The spatial organization and development of oral biofilms have been studied intensively using different in vitro models (Guggenheim et al., 2001; Foster & Kolenbrander, 2004; Kolenbrander et al., 1999; Palmer & Calwell, 1995; Palmer et al., 2001a). Though in vitro models cannot simulate all of the complex processes involved in biofilm development in the oral cavity, there have been very few in vivo studies of biofilm composition in the oral cavity. These involved the use of retrievable enamel chips or devices which did not disturb the already formed natural biofilms (Arweiler et al., 2004; Foster et al., 2003; Kolenbrander et al., 2005; Palmer et al., 2001b; Wecke et al., 2000; Wood et al., 2000, 2002). An oversimplification of the conditions in the oral cavity with regards to factors such as nutrient composition, flow of saliva and interaction with unculturable bacteria cannot be excluded in in vitro models using defined micro-organisms.

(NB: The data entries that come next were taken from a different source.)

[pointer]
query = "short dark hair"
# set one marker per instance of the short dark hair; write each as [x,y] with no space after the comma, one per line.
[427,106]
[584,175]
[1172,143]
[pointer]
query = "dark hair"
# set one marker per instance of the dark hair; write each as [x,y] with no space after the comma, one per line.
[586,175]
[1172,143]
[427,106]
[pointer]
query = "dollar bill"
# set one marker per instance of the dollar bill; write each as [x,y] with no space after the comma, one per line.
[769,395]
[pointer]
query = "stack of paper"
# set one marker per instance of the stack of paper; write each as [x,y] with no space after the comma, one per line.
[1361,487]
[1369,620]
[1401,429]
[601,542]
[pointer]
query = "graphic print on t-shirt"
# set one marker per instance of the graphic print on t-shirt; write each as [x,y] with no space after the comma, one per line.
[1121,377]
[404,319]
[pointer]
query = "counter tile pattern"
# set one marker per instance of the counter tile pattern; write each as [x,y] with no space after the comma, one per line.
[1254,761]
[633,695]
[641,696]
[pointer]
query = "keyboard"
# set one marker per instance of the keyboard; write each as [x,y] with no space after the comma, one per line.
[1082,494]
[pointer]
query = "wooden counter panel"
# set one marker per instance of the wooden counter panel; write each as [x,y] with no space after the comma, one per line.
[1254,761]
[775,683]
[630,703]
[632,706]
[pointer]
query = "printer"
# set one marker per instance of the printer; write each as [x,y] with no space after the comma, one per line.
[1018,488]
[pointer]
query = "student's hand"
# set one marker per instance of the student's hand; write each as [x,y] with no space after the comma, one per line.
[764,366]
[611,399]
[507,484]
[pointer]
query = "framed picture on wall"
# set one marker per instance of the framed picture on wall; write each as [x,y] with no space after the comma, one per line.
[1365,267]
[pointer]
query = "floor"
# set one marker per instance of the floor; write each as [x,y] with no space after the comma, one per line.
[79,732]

Viable plate count and culture-dependent techniques select for certain bacteria present in the dental plaque, which can lead to false results with regards to the actual bacterial structure. Fluorescence in situ hybridization (FISH) is a useful method for detection of bacteria without disruption of their natural environment (Amann et al., 1995; Moter & Göbel, 2000). The combination of FISH with confocal laser scanning microscopy (CLSM) has been used to obtain images of three-dimensional reconstructions of natural microbiological environments (Wagner et al., 1994; Sunde et al., 2003).

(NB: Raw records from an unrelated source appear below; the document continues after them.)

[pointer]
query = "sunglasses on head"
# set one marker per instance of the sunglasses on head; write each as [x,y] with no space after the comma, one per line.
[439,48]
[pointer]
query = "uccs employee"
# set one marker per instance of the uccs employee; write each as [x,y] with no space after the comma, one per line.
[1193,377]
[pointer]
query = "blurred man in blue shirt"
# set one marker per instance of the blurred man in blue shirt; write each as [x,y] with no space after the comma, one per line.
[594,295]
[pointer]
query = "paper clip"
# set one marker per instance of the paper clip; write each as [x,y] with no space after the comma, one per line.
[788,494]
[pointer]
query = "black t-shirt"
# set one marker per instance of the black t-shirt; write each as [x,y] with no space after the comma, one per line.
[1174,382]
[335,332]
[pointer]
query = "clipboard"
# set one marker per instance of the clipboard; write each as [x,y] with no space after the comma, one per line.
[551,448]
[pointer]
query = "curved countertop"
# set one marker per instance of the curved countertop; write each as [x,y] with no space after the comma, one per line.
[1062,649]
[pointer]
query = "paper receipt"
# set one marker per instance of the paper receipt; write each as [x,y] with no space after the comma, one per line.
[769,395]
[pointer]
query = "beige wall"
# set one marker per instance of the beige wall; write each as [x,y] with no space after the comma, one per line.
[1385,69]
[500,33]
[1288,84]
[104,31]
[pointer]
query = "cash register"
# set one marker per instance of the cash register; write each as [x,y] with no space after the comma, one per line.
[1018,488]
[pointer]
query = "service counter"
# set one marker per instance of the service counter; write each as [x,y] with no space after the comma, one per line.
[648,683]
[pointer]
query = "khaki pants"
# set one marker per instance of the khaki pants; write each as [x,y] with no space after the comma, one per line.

In this study, a multiplex FISH assay was first established on pure bacterial cultures and then used in combination with CLSM to study the levels of important bacterial members of in vivo dental plaque biofilm formed after different periods of time (1, 2, 3, 5 and 7 days). In addition to a probe which allowed detection of all eubacteria, specific probes for Streptococcus spp., Fusobacterium nucleatum, Actinomyces naeslundii and Veillonella spp. were simultaneously used to detect the different bacteria present in dental plaque biofilm.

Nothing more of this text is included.